Breeding is a hobby for Gunnar, who grew up in Sweden surrounded by dogs. “In 12 years, I’ve had 11 litters. I have had puppies from 10 puppies to one.“
She enjoyed it so much that he decided to keep going. The demand for whippets in Iceland, Gunnur explained, is not very big. But people who get one puppy often come back for the second one.
Being the only breeder in Iceland in the early days had its challenges. “When I started,” Gunnur recalls, “I had two bitches and one male dog. I could just not call another breeder and say, “Can I please borrow your stud?” At one point, she imported frozen whippet sperm from Sweden.

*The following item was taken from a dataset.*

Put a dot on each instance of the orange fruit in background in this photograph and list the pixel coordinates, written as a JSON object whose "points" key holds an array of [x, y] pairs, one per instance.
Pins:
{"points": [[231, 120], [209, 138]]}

Another issue was Iceland’s antiquated dog laws. In 1924, the city of Reykjavík banned keeping dogs as pets, to prevent dogs from passing a type of tapeworm to humans. For a long time, dogs were banned from main streets of Reykjavík. Even today, dogs must be kept on a lead and are banned from public transport. Anyone living in multi-apartment buildings who wishes to get a dog must receive consent from their neighbours. It’s time for these laws and attitudes to change, says Gunnur. “Before, a dog was something you saw on a farm. But things have changed very much since I was a teenager. The kennel club has done an incredible job. And more and more people are now raised up with dogs.”
There are over 100 whippets in Iceland today. Gunnur’s dream is that their number will slowly grow. “After ten or ten years of breeding, I can see my efforts are now getting somewhere. I would like to carry on,” she says.
Leifturs Whippet is planning a club show in April next year, Gunnur says, when the sighthound club will celebrate its seventh anniversary. The plan is to showcase the whippets, the Afghan Hounds, the saluki and Italian whippets before a well-known Swedish judge. “We have invited a Chihuahua club to join us.”
* A “leiftur” is a “flash,” or a “gleam”—a fitting word for the dog well known for its long limbs, light body, keen eyes and speed.